I am using Tivo Stream with my Samsung Tab 4 10.1" running Android.

There must have been a new update because I was watching a show while on my treadmill and I noticed the 30 second skip button is gone. 

Without that button, it's much harder to skip past the commercials. You have to guess now by pushing the timeline but's not accurate at all.

Is there any way to get that 30 sec button back?


----------



## jrtroo (Feb 4, 2008)

It is still there, bottom right.


----------



## atomarchio (Sep 24, 2006)

Oh. I see it now. It's now the arrow button. Before the actually said "30 seconds".

I liked the previous button because it was larger and easier to press.

This arrow button is not responsive at least on this particular tablet.

Thanks.


----------



## pfiagra (Oct 13, 2014)

atomarchio said:


> Oh. I see it now. It's now the arrow button. Before the actually said "30 seconds".
> 
> I liked the previous button because it was larger and easier to press.
> 
> ...


I don't know about the android app, but the iOS app allows you to swipe right to jump ahead 30 seconds. I find this much more convenient. I don't recall, but it may need to be turned on in the settings for this swipe function to work.


----------



## atomarchio (Sep 24, 2006)

The "30 seconds" button on lower right is gone. 

Apparently, you have press the arrow button is just to the right of where the "30 seconds" button used to be.

I am really annoyed they took this button away. It worked much better before.

Any idea if they will bring this back?


----------



## tomhorsley (Jul 22, 2010)

I was just trying this, and I also find it almost impossible to hit the new button on my Nexus 7 2013 model. At least 7 out of 10 attempts don't work.


----------



## atomarchio (Sep 24, 2006)

I know it's completely ridiculous. The old "30 second" button was much more reliable.

Tivo MUST FIX THIS! Otherwise I wasted $130 on the Stream which is going to make me very angry!


----------



## lpwcomp (May 6, 2002)

Have you tried the TiVo "Classic" app?


----------



## atomarchio (Sep 24, 2006)

What do you mean by that? I don't see more than one option.


----------



## jrtroo (Feb 4, 2008)

Uninstall the new app and install the "Classic" app if you want to use the old one.

If you hit the button multiple times, it will still work. Or just use the slider for ~3 min...


----------



## lpwcomp (May 6, 2002)

atomarchio said:


> What do you mean by that? I don't see more than one option.

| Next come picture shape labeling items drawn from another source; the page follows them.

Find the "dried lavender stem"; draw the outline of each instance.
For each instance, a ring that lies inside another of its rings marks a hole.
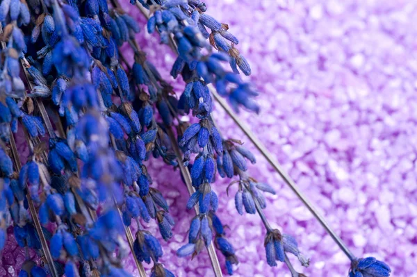
[[[186,181],[186,185],[187,185],[187,189],[188,190],[188,193],[190,195],[193,194],[195,192],[195,190],[194,187],[191,185],[191,176],[190,175],[190,171],[188,169],[184,167],[184,165],[182,162],[182,155],[181,153],[181,151],[177,144],[177,140],[175,140],[175,135],[174,135],[174,132],[171,127],[167,127],[167,133],[168,133],[168,136],[170,137],[170,140],[171,140],[172,148],[174,149],[174,152],[175,152],[175,155],[177,156],[177,160],[178,160],[178,165],[179,167],[179,170],[182,174],[184,181]],[[196,215],[199,213],[198,210],[197,205],[195,205],[194,208],[195,210]],[[208,251],[208,255],[210,256],[210,261],[211,262],[211,265],[213,267],[213,270],[214,271],[214,275],[216,277],[222,277],[223,274],[222,274],[222,269],[220,269],[220,265],[219,264],[219,260],[218,259],[217,255],[215,253],[215,250],[214,249],[214,245],[213,242],[210,244],[208,246],[207,246],[207,250]]]
[[[19,158],[19,153],[17,152],[17,149],[16,148],[15,137],[13,135],[10,135],[10,146],[13,154],[12,156],[13,156],[13,160],[16,165],[16,171],[19,171],[22,168],[22,164],[20,163],[20,160]],[[31,216],[32,217],[32,220],[33,221],[33,224],[35,226],[35,228],[36,229],[36,232],[39,235],[39,240],[40,240],[42,249],[44,255],[47,259],[47,262],[48,264],[49,271],[52,277],[58,277],[58,274],[56,272],[56,269],[55,268],[55,264],[54,264],[52,255],[51,255],[51,252],[49,252],[49,248],[48,247],[47,240],[45,239],[45,236],[42,230],[42,226],[40,225],[39,219],[38,218],[38,213],[36,212],[36,209],[35,208],[35,205],[33,205],[33,202],[32,201],[32,199],[31,198],[31,195],[28,192],[26,194],[26,199],[28,200],[28,204],[29,206],[29,212],[31,213]]]
[[[115,137],[113,135],[110,135],[110,139],[111,141],[111,144],[115,150],[117,150],[116,143],[115,142]],[[122,215],[122,211],[120,208],[117,206],[116,203],[116,199],[113,197],[113,201],[115,203],[115,206],[117,209],[117,212],[119,212],[119,215],[120,216],[120,220],[123,222],[123,218]],[[124,228],[124,233],[126,234],[126,239],[127,240],[127,242],[129,243],[129,246],[131,249],[131,252],[132,255],[133,256],[133,260],[135,260],[135,263],[136,264],[136,267],[138,267],[138,271],[139,271],[139,276],[140,277],[146,277],[146,272],[145,271],[145,268],[143,267],[143,265],[140,262],[138,258],[136,258],[136,255],[135,255],[135,251],[133,250],[133,244],[135,240],[133,240],[133,235],[132,234],[132,231],[130,229],[130,227],[126,226],[125,224],[123,224],[123,227]],[[139,228],[139,225],[138,225],[138,228]]]
[[[0,34],[3,33],[3,26],[0,24]],[[6,42],[1,42],[1,48],[5,49],[6,47]],[[16,171],[20,171],[22,168],[22,164],[20,163],[20,159],[19,158],[19,152],[17,151],[17,148],[16,147],[16,143],[15,142],[15,137],[13,135],[10,135],[10,146],[12,150],[12,156],[13,158],[13,162],[15,165],[16,166]],[[39,221],[39,219],[38,218],[38,214],[36,212],[36,210],[35,209],[35,206],[33,205],[33,203],[32,202],[32,199],[31,196],[28,193],[26,194],[26,199],[28,200],[28,204],[29,206],[29,212],[31,213],[31,216],[32,217],[32,220],[33,221],[33,224],[35,225],[35,228],[36,229],[36,232],[38,232],[38,235],[39,235],[39,239],[40,240],[40,244],[42,245],[42,251],[44,253],[44,255],[47,259],[47,262],[48,264],[48,267],[49,268],[49,271],[52,277],[58,276],[56,269],[55,268],[55,265],[54,264],[54,260],[52,259],[52,256],[51,255],[51,252],[49,252],[49,249],[48,248],[48,244],[47,243],[47,240],[45,239],[45,236],[42,230],[42,226],[40,226],[40,222]]]
[[[226,101],[223,99],[215,91],[215,89],[212,85],[208,85],[208,88],[214,97],[214,99],[218,102],[220,106],[227,112],[227,114],[231,117],[235,121],[238,126],[243,131],[245,135],[250,140],[250,141],[256,146],[258,150],[261,152],[262,156],[268,161],[271,166],[275,169],[279,176],[284,179],[285,183],[290,187],[291,190],[295,193],[297,196],[302,201],[302,203],[307,207],[307,208],[311,212],[313,215],[318,220],[326,231],[330,235],[330,237],[334,240],[341,249],[346,254],[348,258],[350,260],[354,260],[356,258],[354,255],[349,250],[346,244],[343,242],[342,239],[336,234],[336,233],[332,229],[329,224],[326,221],[325,218],[320,214],[318,210],[314,205],[310,202],[307,197],[300,190],[295,183],[291,179],[291,178],[282,169],[279,163],[275,159],[272,155],[268,151],[266,147],[261,142],[259,139],[252,132],[249,127],[243,123],[238,117],[238,115],[231,110],[230,106],[227,104]]]
[[[117,208],[117,211],[119,212],[119,215],[120,215],[120,219],[122,220],[122,211],[120,210],[119,207],[117,207],[117,205],[116,205],[115,199],[114,199],[114,201],[115,201],[115,205]],[[129,246],[131,249],[131,251],[132,253],[132,255],[133,255],[133,260],[135,260],[135,263],[136,264],[136,267],[138,267],[138,270],[139,271],[139,276],[140,277],[146,277],[146,272],[145,271],[145,268],[143,268],[143,265],[142,265],[142,263],[140,262],[139,262],[139,260],[136,258],[136,255],[135,255],[135,252],[133,251],[133,244],[134,244],[135,240],[133,240],[133,235],[132,234],[132,231],[131,230],[129,227],[126,226],[124,224],[123,224],[123,227],[124,227],[124,233],[126,233],[126,238],[127,239],[127,242],[129,243]]]
[[[139,8],[140,12],[145,15],[145,17],[149,19],[149,15],[147,12],[147,10],[139,3],[136,1],[136,6]],[[170,36],[170,46],[172,51],[175,53],[177,53],[177,49],[175,46],[175,42],[174,41],[172,36]],[[293,190],[293,191],[295,193],[295,194],[300,198],[300,199],[303,202],[303,203],[308,208],[308,209],[311,212],[313,215],[318,220],[318,221],[321,224],[323,228],[326,230],[326,231],[330,235],[333,240],[337,244],[341,249],[345,253],[345,254],[348,256],[348,258],[350,260],[353,260],[355,259],[354,255],[349,250],[346,244],[343,242],[343,241],[338,237],[336,233],[332,229],[329,224],[325,221],[324,217],[320,214],[320,212],[317,210],[317,209],[313,205],[313,204],[310,202],[310,201],[304,195],[304,194],[297,187],[295,183],[291,178],[291,177],[282,169],[281,165],[277,162],[272,154],[267,150],[267,149],[263,146],[263,144],[261,142],[261,141],[256,137],[256,136],[250,131],[249,127],[247,127],[240,119],[238,117],[237,115],[231,110],[230,106],[227,104],[227,103],[218,95],[215,89],[213,87],[211,84],[208,84],[208,87],[211,92],[213,98],[215,101],[217,101],[220,106],[227,112],[227,114],[232,118],[232,119],[235,121],[235,123],[238,125],[238,126],[243,131],[243,133],[246,135],[247,137],[252,142],[252,143],[256,146],[258,150],[261,152],[261,153],[266,158],[268,162],[274,167],[275,171],[278,172],[278,174],[281,176],[281,177],[284,179],[284,181],[287,183],[287,185]]]
[[[133,50],[140,51],[140,47],[136,41],[132,41],[131,44],[134,46]],[[156,87],[160,88],[159,85],[158,84],[155,77],[152,74],[150,69],[147,67],[147,65],[143,65],[143,68],[148,74],[151,81],[155,84]],[[191,185],[191,176],[190,175],[190,171],[188,169],[183,166],[182,163],[182,154],[181,153],[181,151],[177,144],[177,140],[175,139],[175,135],[172,132],[172,129],[170,126],[167,126],[167,133],[168,133],[168,136],[170,137],[170,140],[171,140],[172,148],[174,149],[174,151],[175,152],[175,155],[177,156],[177,159],[178,160],[178,165],[179,166],[180,171],[184,177],[184,180],[186,181],[186,185],[187,186],[187,189],[188,190],[188,193],[190,195],[192,195],[195,190],[193,185]],[[195,210],[196,215],[199,215],[199,212],[198,210],[198,208],[197,205],[194,206],[194,209]],[[207,251],[208,251],[208,255],[210,257],[210,261],[211,262],[211,265],[213,267],[213,271],[214,271],[214,274],[216,277],[221,277],[223,276],[222,274],[222,269],[220,269],[220,265],[219,263],[219,260],[215,253],[215,250],[214,249],[214,245],[213,242],[210,244],[208,246],[207,246]]]

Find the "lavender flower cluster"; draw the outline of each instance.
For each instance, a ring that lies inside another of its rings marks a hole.
[[[199,0],[131,3],[152,13],[147,31],[177,50],[171,75],[186,83],[179,96],[147,60],[135,40],[140,26],[117,0],[1,1],[0,251],[13,226],[19,245],[46,260],[37,265],[26,257],[19,276],[128,276],[122,260],[131,251],[138,266],[153,263],[151,276],[173,276],[169,261],[161,262],[156,234],[146,229],[154,221],[163,240],[173,235],[165,192],[152,187],[145,162],[161,158],[183,169],[194,191],[184,208],[197,215],[179,256],[194,257],[214,244],[233,274],[238,254],[215,214],[212,185],[216,178],[236,176],[229,185],[238,187],[236,210],[261,218],[268,264],[285,262],[293,276],[303,276],[287,254],[305,267],[309,260],[263,212],[263,194],[275,192],[250,176],[254,155],[224,137],[211,115],[209,84],[236,111],[259,110],[256,91],[239,76],[251,69],[238,40]],[[131,67],[120,51],[126,42],[134,53]],[[196,123],[180,119],[190,113]],[[19,128],[31,149],[24,165],[14,142]],[[130,241],[132,224],[137,231]],[[390,271],[373,258],[354,258],[350,276]]]

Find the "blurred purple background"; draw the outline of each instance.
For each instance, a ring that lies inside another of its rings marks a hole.
[[[237,48],[252,68],[248,80],[260,92],[261,114],[243,112],[241,118],[358,257],[384,260],[392,276],[416,277],[417,2],[206,3],[207,13],[229,24],[240,39]],[[167,48],[146,31],[138,37],[148,58],[181,91],[183,84],[169,76],[174,58],[165,54]],[[308,276],[348,276],[348,259],[311,213],[220,107],[213,115],[224,135],[256,153],[257,163],[249,174],[277,190],[276,196],[267,196],[267,217],[274,228],[293,235],[311,259],[303,269],[291,256],[296,268]],[[193,217],[185,211],[188,193],[178,172],[161,160],[147,162],[177,221],[173,238],[163,242],[161,262],[179,277],[213,276],[206,252],[193,260],[176,257]],[[218,215],[229,227],[227,238],[240,260],[235,276],[290,276],[283,264],[268,266],[261,220],[239,216],[233,196],[226,194],[227,185],[218,180],[213,187],[220,197]],[[11,253],[13,244],[10,236],[0,276],[14,276],[10,269],[19,267],[20,254]],[[131,258],[125,267],[137,276],[133,267]]]

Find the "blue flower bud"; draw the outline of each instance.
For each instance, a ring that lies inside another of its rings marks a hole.
[[[229,255],[235,253],[233,246],[227,241],[227,240],[222,237],[218,237],[216,241],[219,246],[219,249],[222,251],[223,255]]]
[[[272,241],[268,242],[265,246],[265,251],[266,252],[266,262],[270,267],[276,267],[277,262],[275,262],[275,247],[274,246],[274,242]]]
[[[243,194],[240,190],[235,195],[235,206],[239,215],[243,215]]]
[[[142,134],[140,137],[142,137],[143,142],[145,144],[147,144],[155,140],[155,137],[156,137],[156,129],[149,130],[147,132]]]
[[[204,164],[205,158],[204,156],[199,156],[194,161],[194,165],[193,165],[190,172],[192,178],[197,179],[199,178],[204,169]]]
[[[214,213],[211,213],[211,222],[213,223],[213,228],[218,235],[222,235],[224,233],[223,224],[220,219]]]
[[[204,165],[204,169],[206,178],[208,182],[211,182],[215,173],[215,165],[213,157],[210,156],[207,157],[206,159],[206,164]]]
[[[214,42],[215,43],[216,47],[219,49],[219,51],[223,51],[224,52],[228,52],[231,47],[227,43],[226,40],[223,38],[223,37],[219,33],[214,33]]]
[[[145,233],[144,237],[146,246],[152,253],[155,260],[158,261],[158,259],[160,257],[162,257],[162,255],[163,254],[163,252],[162,251],[162,247],[161,247],[159,242],[152,235]]]
[[[200,230],[202,237],[203,237],[203,240],[204,240],[206,246],[208,246],[211,243],[213,235],[211,233],[211,229],[208,226],[208,220],[207,219],[207,217],[204,217],[202,219],[202,226]]]
[[[22,122],[23,123],[23,125],[24,125],[31,137],[38,137],[39,133],[38,133],[38,128],[36,128],[36,123],[32,117],[26,115],[24,115],[22,117]]]
[[[166,125],[170,126],[172,124],[172,117],[171,116],[171,112],[168,108],[168,104],[165,99],[161,99],[156,103],[159,115],[162,117],[163,123]]]
[[[60,250],[64,245],[63,237],[61,232],[58,231],[54,235],[51,239],[51,243],[49,248],[51,250],[51,255],[54,259],[58,259],[60,255]]]
[[[3,250],[4,248],[4,244],[6,244],[6,234],[4,229],[0,228],[0,251]]]
[[[124,72],[124,70],[123,70],[122,68],[119,67],[117,68],[117,81],[119,83],[119,85],[121,90],[121,93],[122,93],[122,94],[124,96],[126,96],[129,94],[130,89],[126,72]]]
[[[179,142],[179,146],[184,146],[188,140],[190,140],[193,137],[199,132],[201,126],[199,124],[195,123],[194,124],[192,124],[184,132],[184,134]]]
[[[220,134],[217,131],[215,127],[213,127],[211,128],[211,142],[217,152],[218,155],[222,155],[222,152],[223,152],[223,144],[222,137]]]
[[[213,31],[220,31],[222,28],[222,24],[215,20],[213,17],[210,15],[207,15],[205,13],[200,15],[199,21],[204,24],[207,28]]]
[[[0,170],[6,176],[10,176],[13,173],[13,163],[8,156],[0,147]],[[22,172],[22,171],[21,171]],[[21,175],[22,174],[21,173]]]
[[[67,277],[79,277],[77,268],[71,261],[66,262],[65,272]]]
[[[285,254],[284,253],[284,247],[281,240],[274,240],[274,248],[275,249],[275,259],[284,262]]]
[[[49,211],[46,203],[43,203],[39,208],[39,220],[40,224],[44,225],[49,221]]]
[[[28,183],[31,185],[39,185],[39,167],[35,162],[28,162]]]
[[[149,182],[147,177],[144,174],[141,174],[138,180],[138,183],[139,183],[140,196],[143,196],[147,194],[149,190]]]
[[[49,161],[49,165],[52,171],[57,174],[60,174],[65,165],[56,150],[52,149],[49,151],[48,160]]]
[[[168,204],[167,203],[166,200],[162,196],[161,192],[152,188],[149,190],[149,193],[151,194],[151,196],[152,197],[152,199],[156,203],[156,205],[162,208],[165,212],[167,212]]]
[[[146,209],[148,211],[149,216],[154,219],[156,216],[156,208],[155,207],[155,204],[154,203],[154,201],[152,197],[149,196],[144,196],[143,202],[146,206]]]
[[[70,233],[63,232],[63,242],[65,250],[70,255],[75,256],[78,255],[79,251],[76,242],[75,242],[74,237]]]
[[[154,117],[154,111],[150,105],[146,105],[139,111],[140,124],[144,126],[149,126]]]
[[[55,215],[61,216],[65,212],[64,201],[59,194],[49,194],[47,198],[47,203]]]
[[[139,207],[136,204],[136,199],[132,196],[126,198],[126,208],[131,214],[133,217],[137,217],[140,215]]]
[[[234,171],[233,168],[233,160],[231,160],[231,157],[227,151],[223,151],[223,169],[224,169],[224,173],[226,173],[226,176],[228,178],[233,177]]]
[[[124,133],[117,121],[110,117],[106,117],[106,120],[108,123],[108,130],[115,138],[117,140],[123,140]]]
[[[252,74],[249,62],[247,62],[246,58],[245,58],[245,57],[243,57],[242,55],[240,55],[239,57],[236,58],[236,64],[245,75],[250,76]]]
[[[147,24],[147,31],[149,33],[153,33],[155,31],[156,26],[156,17],[155,16],[151,17]]]
[[[246,212],[248,214],[255,214],[256,212],[255,202],[251,193],[247,190],[243,190],[243,201]]]
[[[140,197],[137,197],[136,200],[136,204],[139,207],[139,211],[140,212],[140,217],[142,217],[145,222],[149,222],[151,220],[151,217],[147,210],[146,205]]]
[[[182,72],[183,69],[184,68],[184,65],[186,65],[184,60],[180,56],[178,56],[177,60],[175,60],[174,65],[172,65],[172,69],[170,72],[171,76],[174,78],[177,78],[178,74],[179,74],[179,73]],[[193,82],[188,83],[188,84],[190,83],[191,83],[192,86]],[[187,85],[188,85],[188,84],[187,84]]]
[[[87,0],[87,7],[92,15],[98,15],[100,10],[97,0]]]
[[[190,243],[195,243],[198,237],[201,227],[201,220],[199,217],[195,217],[191,221],[190,225],[190,231],[188,233],[188,242]]]
[[[215,212],[219,206],[219,199],[213,191],[210,193],[210,205],[211,205],[211,208]]]
[[[210,208],[210,200],[211,199],[211,196],[210,193],[204,195],[202,193],[199,194],[199,212],[202,214],[205,214],[208,212],[208,209]]]
[[[193,207],[194,207],[195,205],[195,204],[197,204],[199,197],[199,192],[198,191],[195,192],[193,194],[191,194],[191,196],[190,197],[190,199],[188,199],[188,201],[187,202],[187,209],[191,210],[193,208]]]
[[[195,251],[195,244],[189,243],[177,251],[177,255],[179,257],[186,257],[190,255]]]

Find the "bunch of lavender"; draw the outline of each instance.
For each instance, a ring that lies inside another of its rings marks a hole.
[[[161,42],[177,51],[171,74],[186,83],[179,97],[147,60],[135,40],[140,26],[116,0],[1,1],[0,250],[13,225],[19,246],[46,260],[35,265],[28,258],[19,276],[129,276],[121,265],[129,246],[141,276],[142,262],[153,263],[152,276],[174,276],[161,263],[156,234],[146,230],[155,220],[169,240],[174,225],[164,192],[152,187],[145,162],[153,156],[179,167],[190,192],[186,208],[196,211],[188,244],[178,255],[194,257],[206,247],[215,261],[214,245],[233,274],[238,253],[215,214],[212,186],[218,173],[237,176],[231,183],[238,185],[237,212],[262,219],[268,264],[284,262],[293,276],[304,276],[286,253],[304,266],[309,259],[293,237],[270,227],[262,211],[263,192],[275,192],[249,176],[253,154],[224,137],[211,115],[211,83],[236,110],[259,110],[257,92],[239,77],[251,70],[236,47],[238,39],[198,0],[131,3],[152,11],[147,31],[157,31]],[[134,53],[133,65],[120,51],[125,42]],[[190,112],[196,123],[179,119]],[[13,135],[18,128],[31,150],[24,165]],[[373,258],[350,258],[352,276],[389,276],[389,267]]]

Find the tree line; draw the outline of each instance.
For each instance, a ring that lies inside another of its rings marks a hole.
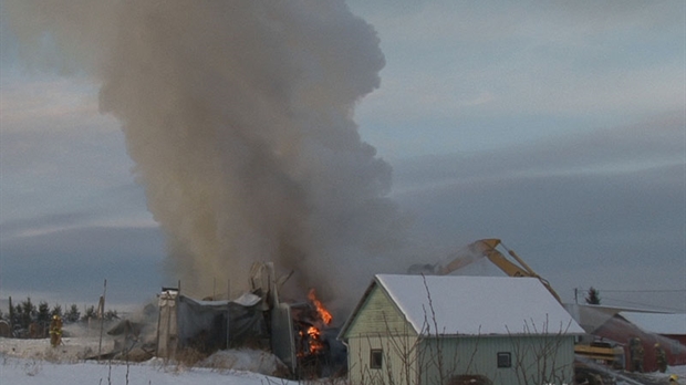
[[[0,310],[0,320],[8,323],[11,336],[15,337],[46,336],[50,322],[54,315],[62,319],[63,324],[100,319],[98,311],[94,305],[85,308],[82,313],[76,304],[70,305],[66,310],[62,309],[60,304],[50,306],[45,301],[41,301],[35,305],[30,296],[17,304],[12,303],[12,298],[10,296],[9,312],[3,313]],[[119,316],[116,310],[107,310],[102,313],[102,318],[111,321]]]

Go to the play store. Search on "Tivo". Select "tivo app for android". One of the options you will be presented with is "TiVo Classic".


----------



## lpwcomp (May 6, 2002)

jrtroo said:


> Uninstall the new app and install the "Classic" app if you want to use the old one.


It's not necessary to uninstall the new app.



jrtroo said:


> If you hit the button multiple times, it will still work. Or just use the slider for ~3 min...


I'm not having any real problems with the skip button on the new app but I have a 12.2" pad.


----------